Figure 3.

Strain gradient creation and single Fn fiber staining with A32 and Ctl Fn Ab. A) A schematic for preparation of the strain gradient pattern is shown. The dimensions for a rectangle of PDMS, with micropatterned ridges, is shown with dotted lines indicating incision points. After application of strain to the sheet, the incision leads to a gradient with highest strain between the incision that decreases moving progressively away from the middle of the PDMS sheet. B) A representative image of a PDMS sheet with a strain gradient pattern is shown clamped within the strain device. The sheet is stretched to a length of 10.5 cm. C) The strain values were measured on a gradient-stretched PDMS substrate by measuring the width of microfabricated ridges/valleys, L_i. Relative strain was calculated according to L_i/L where L is the unstretched width of the valleys (20 μm).

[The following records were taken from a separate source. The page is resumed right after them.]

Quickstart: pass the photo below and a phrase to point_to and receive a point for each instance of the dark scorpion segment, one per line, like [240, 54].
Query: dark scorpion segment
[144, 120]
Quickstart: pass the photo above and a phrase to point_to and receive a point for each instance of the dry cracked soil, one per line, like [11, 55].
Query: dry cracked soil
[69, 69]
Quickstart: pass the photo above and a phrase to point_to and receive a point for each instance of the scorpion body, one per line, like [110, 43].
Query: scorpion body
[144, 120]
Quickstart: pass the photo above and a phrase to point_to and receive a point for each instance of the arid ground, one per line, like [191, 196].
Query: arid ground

D-G) A brightfield image (D) is shown of a single Fn fiber fluorescently labeled with Alex-546 (E) after incubation with both the Ctl Fn Ab (F), the A32 Ab (G), and fluorescently labeled secondary Abs. H) Intensity ratios (A32/Ctl) are shown for Fn fibers stretched over a wide range of strains with (orange circles) or without prior exposure to heparin at 50 μg/ml (blue circles). Each circle represents one field of view for a single Fn fiber measured over the valleys. Four experiments for untreated and heparin treated fibers were conducted to populate the graph. The regression of intensity ratio versus strain for heparin-treated fibers was statistically different from 0, showing a trend as a function of strain, by using the standard error of the slope. (scale bar = 100 μm). Line equation: y = −0.1103x + 1.9177.